Lenexa uses hotel tax revenues to cover costs of Public Market operations

At just over a year old, Lenexa’s Public Market has become an eating and drinking destination at City Center.

With the Lenexa Public Market wrapping up its first full year of operation, city staff and leaders are making plans to keep the space financially stable for the next few years.

The Lenexa council agreed in a 7-0 vote during its Dec. 18 meeting to make up the difference in Public Market revenues and expenditures for the rest of 2018 and all of 2019. Councilmember Thomas Nolte was absent.

The council’s action authorizes the transfer of funds from the Tourism and Convention Fund to the General Fund for Public Market operations for this year and next year.

Denise Rendina, communications director for Lenexa, said the council’s action “retroactively” makes up the difference in costs from 2018 and proactively covers the difference in 2019, Rendina said.

Costs have exceeded revenues, but city staff anticipate that as the Public Market grows in popularity, the difference will decrease.

“We knew that for the first three years or so, until we have more density in here, that it would take some time for it to grow,” Rendina said.

Deputy city administrator Todd Pelham said the Transient Guest Tax revenues make up a shortfall of about 40 percent of the difference in the Public Market’s costs and revenues.
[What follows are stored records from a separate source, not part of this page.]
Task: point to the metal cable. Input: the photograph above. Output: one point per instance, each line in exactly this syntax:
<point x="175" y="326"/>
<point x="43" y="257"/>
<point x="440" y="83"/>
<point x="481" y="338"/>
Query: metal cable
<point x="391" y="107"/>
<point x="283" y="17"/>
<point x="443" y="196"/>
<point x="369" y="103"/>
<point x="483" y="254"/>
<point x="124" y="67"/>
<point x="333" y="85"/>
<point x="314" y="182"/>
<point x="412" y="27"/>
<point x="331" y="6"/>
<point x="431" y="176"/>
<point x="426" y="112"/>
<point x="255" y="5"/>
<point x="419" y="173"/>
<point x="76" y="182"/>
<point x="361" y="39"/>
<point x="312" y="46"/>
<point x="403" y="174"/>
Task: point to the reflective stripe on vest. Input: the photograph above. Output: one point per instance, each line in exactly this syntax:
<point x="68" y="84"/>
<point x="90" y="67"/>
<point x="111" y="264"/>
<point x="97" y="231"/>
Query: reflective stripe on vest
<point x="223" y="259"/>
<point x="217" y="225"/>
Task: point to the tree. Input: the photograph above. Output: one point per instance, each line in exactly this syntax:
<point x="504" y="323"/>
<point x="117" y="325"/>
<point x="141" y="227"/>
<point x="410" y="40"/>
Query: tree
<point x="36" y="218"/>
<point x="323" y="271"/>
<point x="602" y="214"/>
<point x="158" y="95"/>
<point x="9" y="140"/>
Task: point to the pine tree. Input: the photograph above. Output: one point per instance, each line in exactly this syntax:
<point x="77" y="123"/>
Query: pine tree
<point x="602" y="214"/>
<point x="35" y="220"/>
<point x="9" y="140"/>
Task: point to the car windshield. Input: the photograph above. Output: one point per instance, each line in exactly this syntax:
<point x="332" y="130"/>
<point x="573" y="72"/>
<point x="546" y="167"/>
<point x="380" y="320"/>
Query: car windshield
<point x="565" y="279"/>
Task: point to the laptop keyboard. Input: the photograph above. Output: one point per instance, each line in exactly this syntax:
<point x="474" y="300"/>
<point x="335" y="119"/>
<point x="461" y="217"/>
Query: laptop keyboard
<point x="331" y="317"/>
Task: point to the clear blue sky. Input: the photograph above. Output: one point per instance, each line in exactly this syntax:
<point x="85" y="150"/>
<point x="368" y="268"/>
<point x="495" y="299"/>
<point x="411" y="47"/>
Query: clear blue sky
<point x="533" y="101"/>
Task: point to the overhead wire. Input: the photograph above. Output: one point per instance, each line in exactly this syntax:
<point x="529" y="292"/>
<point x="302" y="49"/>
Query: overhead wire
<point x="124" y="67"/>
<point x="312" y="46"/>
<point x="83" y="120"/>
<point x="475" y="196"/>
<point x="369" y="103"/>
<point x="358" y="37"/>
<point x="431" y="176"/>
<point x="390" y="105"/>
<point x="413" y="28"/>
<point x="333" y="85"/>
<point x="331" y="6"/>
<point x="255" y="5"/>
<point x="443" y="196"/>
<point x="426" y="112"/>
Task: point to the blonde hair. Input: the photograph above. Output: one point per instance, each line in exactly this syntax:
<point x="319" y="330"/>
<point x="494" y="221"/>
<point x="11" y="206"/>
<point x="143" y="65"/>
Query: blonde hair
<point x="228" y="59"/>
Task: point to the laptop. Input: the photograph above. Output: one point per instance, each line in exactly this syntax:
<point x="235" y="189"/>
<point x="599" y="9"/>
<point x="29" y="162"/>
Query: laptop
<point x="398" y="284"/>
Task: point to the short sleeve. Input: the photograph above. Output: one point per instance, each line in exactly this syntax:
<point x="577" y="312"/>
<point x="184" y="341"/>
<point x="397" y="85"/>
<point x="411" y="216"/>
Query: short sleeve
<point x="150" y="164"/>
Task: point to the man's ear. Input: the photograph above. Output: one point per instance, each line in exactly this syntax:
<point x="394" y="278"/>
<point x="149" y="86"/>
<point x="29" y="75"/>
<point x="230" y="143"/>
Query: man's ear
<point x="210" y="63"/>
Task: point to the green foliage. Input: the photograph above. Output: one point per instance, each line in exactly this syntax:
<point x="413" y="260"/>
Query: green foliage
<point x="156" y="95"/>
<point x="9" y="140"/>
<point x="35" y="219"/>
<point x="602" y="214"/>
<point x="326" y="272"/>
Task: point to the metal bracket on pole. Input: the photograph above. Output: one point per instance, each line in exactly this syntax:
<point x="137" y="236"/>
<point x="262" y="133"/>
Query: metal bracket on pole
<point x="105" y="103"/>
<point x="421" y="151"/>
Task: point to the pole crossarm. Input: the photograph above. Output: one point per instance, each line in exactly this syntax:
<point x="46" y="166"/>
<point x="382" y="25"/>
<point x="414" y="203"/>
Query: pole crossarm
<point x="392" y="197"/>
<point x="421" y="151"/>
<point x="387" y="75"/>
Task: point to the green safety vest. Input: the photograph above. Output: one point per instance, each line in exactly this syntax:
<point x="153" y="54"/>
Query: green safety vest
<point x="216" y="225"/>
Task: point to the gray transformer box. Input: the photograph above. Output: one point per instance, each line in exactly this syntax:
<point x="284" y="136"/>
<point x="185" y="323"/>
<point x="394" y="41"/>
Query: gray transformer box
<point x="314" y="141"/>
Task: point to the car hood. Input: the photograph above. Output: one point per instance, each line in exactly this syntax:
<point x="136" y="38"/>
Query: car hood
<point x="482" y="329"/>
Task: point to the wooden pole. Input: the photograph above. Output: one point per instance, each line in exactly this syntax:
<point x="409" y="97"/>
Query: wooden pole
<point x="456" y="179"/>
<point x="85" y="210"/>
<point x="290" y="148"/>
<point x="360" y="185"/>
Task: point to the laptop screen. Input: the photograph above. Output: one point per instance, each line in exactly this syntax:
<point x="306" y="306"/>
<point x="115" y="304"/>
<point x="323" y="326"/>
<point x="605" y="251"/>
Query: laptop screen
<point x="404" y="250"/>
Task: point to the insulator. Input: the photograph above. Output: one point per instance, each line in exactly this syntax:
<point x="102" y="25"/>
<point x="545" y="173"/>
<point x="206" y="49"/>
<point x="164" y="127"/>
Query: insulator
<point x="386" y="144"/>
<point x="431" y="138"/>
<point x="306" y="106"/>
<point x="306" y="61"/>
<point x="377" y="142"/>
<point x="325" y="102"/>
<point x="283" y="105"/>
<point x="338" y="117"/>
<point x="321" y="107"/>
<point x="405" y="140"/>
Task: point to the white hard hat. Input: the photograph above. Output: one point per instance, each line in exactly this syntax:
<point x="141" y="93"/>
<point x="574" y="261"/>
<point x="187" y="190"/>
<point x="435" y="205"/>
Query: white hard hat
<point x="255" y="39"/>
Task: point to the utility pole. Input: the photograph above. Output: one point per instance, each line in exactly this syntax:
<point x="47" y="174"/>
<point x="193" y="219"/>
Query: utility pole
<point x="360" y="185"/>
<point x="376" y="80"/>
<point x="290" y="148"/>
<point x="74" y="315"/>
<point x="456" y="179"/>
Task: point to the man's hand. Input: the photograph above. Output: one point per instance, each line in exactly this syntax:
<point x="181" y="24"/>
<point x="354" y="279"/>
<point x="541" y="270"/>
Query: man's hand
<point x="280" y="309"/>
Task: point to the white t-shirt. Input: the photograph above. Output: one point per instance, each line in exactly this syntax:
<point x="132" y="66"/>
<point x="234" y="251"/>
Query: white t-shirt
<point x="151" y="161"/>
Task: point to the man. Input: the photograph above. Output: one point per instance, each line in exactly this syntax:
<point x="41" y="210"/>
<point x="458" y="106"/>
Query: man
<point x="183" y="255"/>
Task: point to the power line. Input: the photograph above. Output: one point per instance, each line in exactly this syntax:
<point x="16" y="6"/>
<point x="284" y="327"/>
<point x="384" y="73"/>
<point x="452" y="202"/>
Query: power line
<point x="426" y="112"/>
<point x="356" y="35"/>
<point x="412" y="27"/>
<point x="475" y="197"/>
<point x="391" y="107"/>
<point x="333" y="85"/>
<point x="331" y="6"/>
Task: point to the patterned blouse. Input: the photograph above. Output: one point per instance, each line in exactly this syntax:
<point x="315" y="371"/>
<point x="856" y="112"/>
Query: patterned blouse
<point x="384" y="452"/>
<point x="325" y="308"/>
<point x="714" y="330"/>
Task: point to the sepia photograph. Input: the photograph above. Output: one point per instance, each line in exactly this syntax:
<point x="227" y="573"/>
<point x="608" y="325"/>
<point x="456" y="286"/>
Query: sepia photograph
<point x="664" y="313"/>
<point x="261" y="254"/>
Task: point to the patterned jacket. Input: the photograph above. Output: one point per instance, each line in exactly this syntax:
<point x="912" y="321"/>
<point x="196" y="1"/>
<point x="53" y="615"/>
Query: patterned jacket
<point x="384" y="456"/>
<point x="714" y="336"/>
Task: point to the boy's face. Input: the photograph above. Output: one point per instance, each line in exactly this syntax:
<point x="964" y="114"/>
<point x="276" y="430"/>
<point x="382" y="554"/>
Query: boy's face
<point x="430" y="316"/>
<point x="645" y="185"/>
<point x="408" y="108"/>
The Public Market operates on a roughly $300,000 budget; expenses can be cut in the future as city staff works out the kinks in the new concept, he added.

An exact amount of funds making up the difference for 2018 is unknown until the city’s finance staff have finished processing all transactions at the end of this year, Rendina said.

Because the Public Market is considered a destination spot for City Center and Lenexa as a whole, it makes sense that the city would fund it through the convention and visitors bureau, Rendina said.

The fund balance in the Tourism and Convention Fund was $1.59 million as of Nov. 30. Lenexa’s reserve balance has grown in recent years because of increased Transient Guest Tax revenues from new hotels — from $834,000 in 2016 to $1.4 million in 2018. City staff anticipates projected revenues for next year to be $1.76 million.

“We’ve had multiple new hotels being built, so we had the luxury of saying, ‘What’s the best use of that money for economic development and for tourism right now?’ And we feel like the Public Market is a really good match for that,” Rendina said, citing recent media attention on the city’s unique Public Market concept.